Access Levels
Permissions
There are a few different access levels that users can be assigned. They are not heirarchical, you will often need to enable multiple for each user. Any client that can access Sofie always has at least view-only access to the rundowns, and system status pages.
| Level | Summary |
|---|---|
| studio | Grants access to operate a studio for playout of a rundown. |
| configure | Grants access to the settings pages of Sofie, and other abilities to configure the system. |
| developer | Grants access to some tools useful to developers. This also changes some ui behaviours to be less agressive in what is shown in the rundown view |
| testing | Enables the page Test Tools, which contains various tools useful for testing the system during development |
| service | Grants access to the external message status page, and some additional rundown management options that are not commonly needed |
| gateway | Grants access to various APIs intended for use by the various gateways that connect Sofie to other systems. |
Authentication providers
There are two ways to define the access for each user, which to use depends on your security requirements.
Browser based
This is a simple mode that relies on being able to trust every client that can connect to Sofie
In this mode, a variety of access levels can be set via the URL. The access level is persisted in browser's Local Storage.
By default, a user cannot edit settings, nor play out anything.
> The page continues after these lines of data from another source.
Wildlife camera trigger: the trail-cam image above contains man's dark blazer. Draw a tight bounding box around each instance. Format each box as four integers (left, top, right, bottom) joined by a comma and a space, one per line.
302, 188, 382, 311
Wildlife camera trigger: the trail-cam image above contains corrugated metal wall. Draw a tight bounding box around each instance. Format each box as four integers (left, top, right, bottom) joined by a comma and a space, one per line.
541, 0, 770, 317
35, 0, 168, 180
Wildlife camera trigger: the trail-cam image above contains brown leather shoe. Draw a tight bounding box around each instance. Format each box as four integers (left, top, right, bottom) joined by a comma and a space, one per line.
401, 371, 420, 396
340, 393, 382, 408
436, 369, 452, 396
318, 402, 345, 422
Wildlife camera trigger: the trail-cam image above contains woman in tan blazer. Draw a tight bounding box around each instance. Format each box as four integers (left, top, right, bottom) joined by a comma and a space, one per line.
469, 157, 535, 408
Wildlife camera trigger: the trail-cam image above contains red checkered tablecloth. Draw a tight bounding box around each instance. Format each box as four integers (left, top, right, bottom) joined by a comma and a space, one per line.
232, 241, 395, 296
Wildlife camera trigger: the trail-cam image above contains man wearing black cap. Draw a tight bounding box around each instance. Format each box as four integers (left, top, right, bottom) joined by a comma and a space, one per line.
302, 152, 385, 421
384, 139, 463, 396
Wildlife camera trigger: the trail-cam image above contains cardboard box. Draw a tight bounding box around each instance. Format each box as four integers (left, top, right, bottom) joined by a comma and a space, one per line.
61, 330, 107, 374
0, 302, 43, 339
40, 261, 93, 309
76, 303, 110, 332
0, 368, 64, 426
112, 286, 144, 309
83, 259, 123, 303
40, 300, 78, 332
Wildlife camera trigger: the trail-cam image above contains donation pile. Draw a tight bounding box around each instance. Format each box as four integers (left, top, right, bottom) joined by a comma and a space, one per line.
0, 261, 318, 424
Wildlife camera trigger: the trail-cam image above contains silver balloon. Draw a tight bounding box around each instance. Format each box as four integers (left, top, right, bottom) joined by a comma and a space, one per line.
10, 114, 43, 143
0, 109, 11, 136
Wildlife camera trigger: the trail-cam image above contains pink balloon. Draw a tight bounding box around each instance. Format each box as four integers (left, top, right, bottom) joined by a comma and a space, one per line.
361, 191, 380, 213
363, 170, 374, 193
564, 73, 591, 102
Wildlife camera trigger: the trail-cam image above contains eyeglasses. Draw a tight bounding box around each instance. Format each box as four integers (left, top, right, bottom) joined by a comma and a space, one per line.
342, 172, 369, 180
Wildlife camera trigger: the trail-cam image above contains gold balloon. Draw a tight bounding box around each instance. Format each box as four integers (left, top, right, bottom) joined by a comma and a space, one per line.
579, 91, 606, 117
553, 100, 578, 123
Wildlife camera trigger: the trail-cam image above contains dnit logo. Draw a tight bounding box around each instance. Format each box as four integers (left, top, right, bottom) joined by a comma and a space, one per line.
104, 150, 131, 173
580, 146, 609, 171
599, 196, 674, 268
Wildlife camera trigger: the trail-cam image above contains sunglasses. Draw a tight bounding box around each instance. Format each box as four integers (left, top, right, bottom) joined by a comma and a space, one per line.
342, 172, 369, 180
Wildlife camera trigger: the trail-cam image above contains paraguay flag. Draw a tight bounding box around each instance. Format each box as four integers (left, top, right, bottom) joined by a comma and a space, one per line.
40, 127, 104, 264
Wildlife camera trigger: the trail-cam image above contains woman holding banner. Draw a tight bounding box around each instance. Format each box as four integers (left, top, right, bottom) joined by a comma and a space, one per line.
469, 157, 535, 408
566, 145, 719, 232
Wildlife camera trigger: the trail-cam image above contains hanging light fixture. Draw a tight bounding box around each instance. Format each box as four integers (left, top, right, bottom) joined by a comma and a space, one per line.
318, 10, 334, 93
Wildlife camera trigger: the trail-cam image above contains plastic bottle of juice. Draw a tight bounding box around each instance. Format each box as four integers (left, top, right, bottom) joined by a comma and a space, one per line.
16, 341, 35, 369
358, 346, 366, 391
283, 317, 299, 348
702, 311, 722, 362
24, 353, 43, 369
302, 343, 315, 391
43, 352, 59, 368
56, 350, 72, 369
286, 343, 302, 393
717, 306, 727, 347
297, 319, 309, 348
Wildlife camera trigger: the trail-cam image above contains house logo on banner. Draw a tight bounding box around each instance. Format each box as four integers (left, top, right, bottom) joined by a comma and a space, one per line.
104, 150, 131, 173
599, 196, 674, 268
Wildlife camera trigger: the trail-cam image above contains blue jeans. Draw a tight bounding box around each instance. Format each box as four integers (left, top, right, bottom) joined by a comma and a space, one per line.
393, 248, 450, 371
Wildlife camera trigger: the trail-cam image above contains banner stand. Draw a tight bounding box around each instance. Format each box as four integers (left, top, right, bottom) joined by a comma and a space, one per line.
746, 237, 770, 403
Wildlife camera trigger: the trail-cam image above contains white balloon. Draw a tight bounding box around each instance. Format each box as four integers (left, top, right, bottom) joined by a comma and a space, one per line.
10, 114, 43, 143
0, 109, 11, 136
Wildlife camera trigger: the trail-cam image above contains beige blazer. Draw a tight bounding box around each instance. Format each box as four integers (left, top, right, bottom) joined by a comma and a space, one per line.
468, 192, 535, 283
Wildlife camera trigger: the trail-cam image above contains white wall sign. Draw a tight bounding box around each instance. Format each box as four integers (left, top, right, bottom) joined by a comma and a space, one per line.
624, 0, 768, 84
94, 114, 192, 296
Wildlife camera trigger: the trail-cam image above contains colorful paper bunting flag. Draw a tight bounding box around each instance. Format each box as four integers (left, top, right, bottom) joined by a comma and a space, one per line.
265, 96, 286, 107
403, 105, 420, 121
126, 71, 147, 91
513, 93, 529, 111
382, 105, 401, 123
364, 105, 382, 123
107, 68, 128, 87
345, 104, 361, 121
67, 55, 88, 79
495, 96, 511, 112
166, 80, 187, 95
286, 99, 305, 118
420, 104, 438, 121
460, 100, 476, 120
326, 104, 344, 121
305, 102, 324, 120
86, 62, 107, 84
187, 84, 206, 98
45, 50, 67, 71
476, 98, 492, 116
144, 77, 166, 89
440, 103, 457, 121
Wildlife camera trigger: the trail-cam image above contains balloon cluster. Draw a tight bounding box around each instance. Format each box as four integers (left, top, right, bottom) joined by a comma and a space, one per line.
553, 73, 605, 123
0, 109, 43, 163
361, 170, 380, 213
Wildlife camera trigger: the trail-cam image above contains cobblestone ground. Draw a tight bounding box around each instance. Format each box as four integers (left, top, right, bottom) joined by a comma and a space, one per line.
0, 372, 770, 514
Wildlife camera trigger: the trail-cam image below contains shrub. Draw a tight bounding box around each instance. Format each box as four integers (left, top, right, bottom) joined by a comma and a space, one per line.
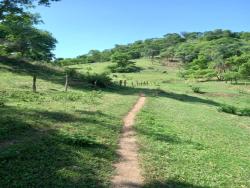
191, 86, 202, 93
218, 104, 237, 114
86, 73, 112, 88
239, 108, 250, 116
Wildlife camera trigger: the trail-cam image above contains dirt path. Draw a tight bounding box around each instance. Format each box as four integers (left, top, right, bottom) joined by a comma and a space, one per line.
112, 96, 146, 188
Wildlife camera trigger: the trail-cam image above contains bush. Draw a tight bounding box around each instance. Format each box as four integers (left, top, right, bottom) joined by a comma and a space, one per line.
239, 108, 250, 116
191, 86, 202, 93
85, 73, 112, 88
109, 62, 141, 73
218, 104, 237, 114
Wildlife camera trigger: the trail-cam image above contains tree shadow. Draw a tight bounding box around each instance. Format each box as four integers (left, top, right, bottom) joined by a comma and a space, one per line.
136, 128, 205, 150
0, 106, 117, 187
143, 180, 210, 188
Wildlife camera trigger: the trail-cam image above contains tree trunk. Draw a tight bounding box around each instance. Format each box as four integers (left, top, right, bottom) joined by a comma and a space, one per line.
65, 73, 69, 92
32, 75, 36, 92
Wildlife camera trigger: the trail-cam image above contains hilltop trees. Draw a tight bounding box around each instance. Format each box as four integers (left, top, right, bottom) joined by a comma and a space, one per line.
0, 0, 57, 61
0, 0, 58, 92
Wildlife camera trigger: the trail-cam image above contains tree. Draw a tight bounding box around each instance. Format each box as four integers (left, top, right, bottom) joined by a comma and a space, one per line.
2, 15, 57, 61
0, 0, 60, 21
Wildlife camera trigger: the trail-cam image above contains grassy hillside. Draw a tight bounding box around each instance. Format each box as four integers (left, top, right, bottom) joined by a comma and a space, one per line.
0, 59, 250, 187
0, 59, 137, 187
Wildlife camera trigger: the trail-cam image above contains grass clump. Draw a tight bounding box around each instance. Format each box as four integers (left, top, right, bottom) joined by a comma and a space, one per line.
218, 104, 238, 115
191, 86, 203, 94
218, 104, 250, 116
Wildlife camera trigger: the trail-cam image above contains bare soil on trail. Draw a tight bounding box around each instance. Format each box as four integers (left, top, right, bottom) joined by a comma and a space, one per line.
112, 96, 146, 188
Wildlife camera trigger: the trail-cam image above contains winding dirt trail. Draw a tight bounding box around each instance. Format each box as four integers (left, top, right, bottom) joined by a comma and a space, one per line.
112, 95, 146, 188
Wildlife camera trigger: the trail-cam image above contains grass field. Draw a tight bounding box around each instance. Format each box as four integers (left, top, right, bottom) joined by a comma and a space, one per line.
0, 59, 137, 187
0, 59, 250, 187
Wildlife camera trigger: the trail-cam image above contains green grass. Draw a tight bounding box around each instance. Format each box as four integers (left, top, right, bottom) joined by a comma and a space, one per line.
0, 59, 137, 187
0, 59, 250, 187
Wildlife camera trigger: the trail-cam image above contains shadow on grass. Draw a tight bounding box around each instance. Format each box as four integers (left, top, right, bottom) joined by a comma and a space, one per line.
136, 128, 205, 150
0, 106, 117, 187
144, 180, 209, 188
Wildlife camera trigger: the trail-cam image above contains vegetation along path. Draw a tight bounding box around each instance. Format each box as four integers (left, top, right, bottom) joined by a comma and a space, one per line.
112, 96, 146, 187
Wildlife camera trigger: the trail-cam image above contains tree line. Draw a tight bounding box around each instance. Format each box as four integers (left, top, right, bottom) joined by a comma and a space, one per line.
0, 0, 58, 62
55, 29, 250, 81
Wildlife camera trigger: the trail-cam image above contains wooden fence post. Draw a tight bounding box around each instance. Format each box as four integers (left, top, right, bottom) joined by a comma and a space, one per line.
32, 74, 36, 92
65, 73, 69, 92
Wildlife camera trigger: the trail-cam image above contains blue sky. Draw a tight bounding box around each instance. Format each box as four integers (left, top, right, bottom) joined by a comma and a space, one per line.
35, 0, 250, 57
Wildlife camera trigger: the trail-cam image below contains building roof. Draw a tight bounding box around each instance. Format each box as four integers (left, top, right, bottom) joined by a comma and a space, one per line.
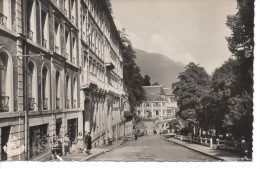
145, 93, 166, 102
163, 88, 173, 96
143, 85, 165, 95
170, 96, 177, 102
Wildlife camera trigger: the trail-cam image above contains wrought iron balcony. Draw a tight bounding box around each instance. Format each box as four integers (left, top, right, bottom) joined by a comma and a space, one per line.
0, 96, 9, 112
27, 30, 33, 40
28, 97, 35, 110
0, 13, 7, 26
42, 39, 47, 48
55, 46, 60, 53
73, 100, 77, 108
43, 98, 48, 110
66, 99, 70, 108
56, 98, 60, 109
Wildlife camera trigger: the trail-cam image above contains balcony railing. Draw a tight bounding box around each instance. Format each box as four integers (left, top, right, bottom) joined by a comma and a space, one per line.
55, 46, 60, 53
0, 96, 9, 112
56, 98, 60, 109
66, 99, 70, 108
43, 98, 48, 110
27, 30, 33, 40
42, 39, 47, 48
28, 97, 35, 110
73, 100, 77, 108
0, 13, 7, 26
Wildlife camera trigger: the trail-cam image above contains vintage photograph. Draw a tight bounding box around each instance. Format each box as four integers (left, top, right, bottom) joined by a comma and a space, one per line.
0, 0, 256, 163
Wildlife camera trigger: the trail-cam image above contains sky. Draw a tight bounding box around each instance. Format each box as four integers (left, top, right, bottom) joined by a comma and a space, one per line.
111, 0, 237, 74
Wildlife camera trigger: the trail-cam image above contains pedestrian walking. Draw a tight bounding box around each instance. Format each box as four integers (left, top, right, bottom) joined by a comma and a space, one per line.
134, 131, 137, 140
76, 132, 84, 153
85, 132, 92, 154
50, 134, 58, 159
64, 133, 70, 154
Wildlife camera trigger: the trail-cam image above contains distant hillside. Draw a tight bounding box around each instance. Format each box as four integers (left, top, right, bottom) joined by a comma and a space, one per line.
134, 49, 185, 87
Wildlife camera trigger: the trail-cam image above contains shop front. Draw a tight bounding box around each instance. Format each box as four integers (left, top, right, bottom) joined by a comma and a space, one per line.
29, 124, 49, 158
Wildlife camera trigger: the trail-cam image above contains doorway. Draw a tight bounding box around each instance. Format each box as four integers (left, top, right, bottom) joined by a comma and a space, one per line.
1, 126, 11, 161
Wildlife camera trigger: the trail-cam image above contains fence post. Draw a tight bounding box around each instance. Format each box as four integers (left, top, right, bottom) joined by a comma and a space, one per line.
209, 138, 213, 148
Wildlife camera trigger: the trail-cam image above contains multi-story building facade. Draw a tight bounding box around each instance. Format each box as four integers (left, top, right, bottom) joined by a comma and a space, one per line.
0, 0, 130, 160
163, 88, 178, 119
136, 86, 167, 119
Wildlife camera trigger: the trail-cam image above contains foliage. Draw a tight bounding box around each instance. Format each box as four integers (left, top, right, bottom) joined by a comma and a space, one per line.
174, 63, 210, 133
143, 75, 151, 86
225, 0, 254, 154
206, 59, 238, 135
119, 29, 145, 112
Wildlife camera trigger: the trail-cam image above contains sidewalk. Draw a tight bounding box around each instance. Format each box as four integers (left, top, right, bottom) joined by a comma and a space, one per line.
50, 140, 127, 162
167, 138, 246, 161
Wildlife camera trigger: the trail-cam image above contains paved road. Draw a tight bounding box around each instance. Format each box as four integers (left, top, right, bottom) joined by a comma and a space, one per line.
91, 135, 216, 161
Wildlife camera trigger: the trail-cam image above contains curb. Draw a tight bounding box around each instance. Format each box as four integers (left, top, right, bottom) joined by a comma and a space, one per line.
167, 139, 227, 161
80, 140, 127, 162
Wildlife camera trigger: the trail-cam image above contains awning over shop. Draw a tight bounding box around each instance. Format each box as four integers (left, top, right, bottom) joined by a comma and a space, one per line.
124, 111, 134, 118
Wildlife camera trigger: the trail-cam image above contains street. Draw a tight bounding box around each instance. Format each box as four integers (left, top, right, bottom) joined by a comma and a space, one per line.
91, 135, 216, 162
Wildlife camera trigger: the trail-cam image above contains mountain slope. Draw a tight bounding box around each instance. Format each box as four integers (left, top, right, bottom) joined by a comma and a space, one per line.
134, 49, 185, 87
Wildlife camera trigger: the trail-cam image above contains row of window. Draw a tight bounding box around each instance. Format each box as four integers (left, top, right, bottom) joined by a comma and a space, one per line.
27, 61, 78, 110
0, 0, 16, 30
0, 52, 78, 112
27, 0, 77, 64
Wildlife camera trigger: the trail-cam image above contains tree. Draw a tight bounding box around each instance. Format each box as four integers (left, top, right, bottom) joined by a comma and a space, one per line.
208, 59, 238, 135
226, 0, 254, 155
143, 75, 151, 86
152, 82, 160, 86
173, 63, 210, 134
119, 29, 145, 112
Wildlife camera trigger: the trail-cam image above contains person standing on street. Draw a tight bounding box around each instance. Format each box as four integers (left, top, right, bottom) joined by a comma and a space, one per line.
64, 133, 70, 154
85, 132, 92, 154
134, 131, 137, 140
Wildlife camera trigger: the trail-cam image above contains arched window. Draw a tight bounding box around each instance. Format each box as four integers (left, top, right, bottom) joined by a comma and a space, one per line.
42, 66, 50, 110
27, 61, 38, 110
66, 75, 71, 108
73, 77, 78, 108
55, 71, 61, 109
0, 49, 13, 112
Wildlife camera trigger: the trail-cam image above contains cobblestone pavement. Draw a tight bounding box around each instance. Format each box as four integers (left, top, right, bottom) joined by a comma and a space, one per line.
90, 135, 216, 161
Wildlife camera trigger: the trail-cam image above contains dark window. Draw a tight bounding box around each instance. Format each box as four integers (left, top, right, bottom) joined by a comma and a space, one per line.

Some of the access levels provide additional administrative pages or helpful tool tips for new users. These modes are persistent between sessions and will need to be manually enabled or disabled by appending a suffix to the url.
Each of the modes listed in the levels table above can be used here, such as by navigating to https://my-sofie/?studio=1 to enable studio mode, or https://my-sofie/?studio=0 to disable studio mode.
There are some additional url parameters that can be used to simplify the granting of permissions:
?help=1will enable some tooltips that might be useful to new users.?admin=1will give the user the same access as the Configuration and Studio modes as well as having access to a set of Test Tools and a Manual Control section on the Rundown page.
See Also
Header based
This mode is very new and could have some undiscovered holes. It is known that secrets can be leaked to all clients who can connect to Sofie, which is not desirable.
In this mode, we rely on Sofie being run behind a reverse-proxy which will inform Sofie of the permissions of each connection. This allows you to use your organisations preferred auth provider, and translate that into something that Sofie can understand.
To enable this mode, you need to enable the enableHeaderAuth property in the settings file
Sofie expects that for each DDP connection or http request, the dnt header will be set containing a comma separated list of the levels from the above table. If the header is not defined or is empty, the connection will have view-only access to Sofie.
This header can also contain simply admin to grant the connection permission to everything.
We are using the dnt header due to limitations imposed by Meteor, but intend this to become a proper header name in a future release.
When in this mode, you should make sure that Sofie can only be accessed through the reverse proxy, and that the reverse-proxy will always override any value sent by a client. Because the value is defined in the http headers, it is not possible to revoke permissions for a user who currently has the ui open. If this is necessary to do, you can force the connection to be dropped by the reverse-proxy.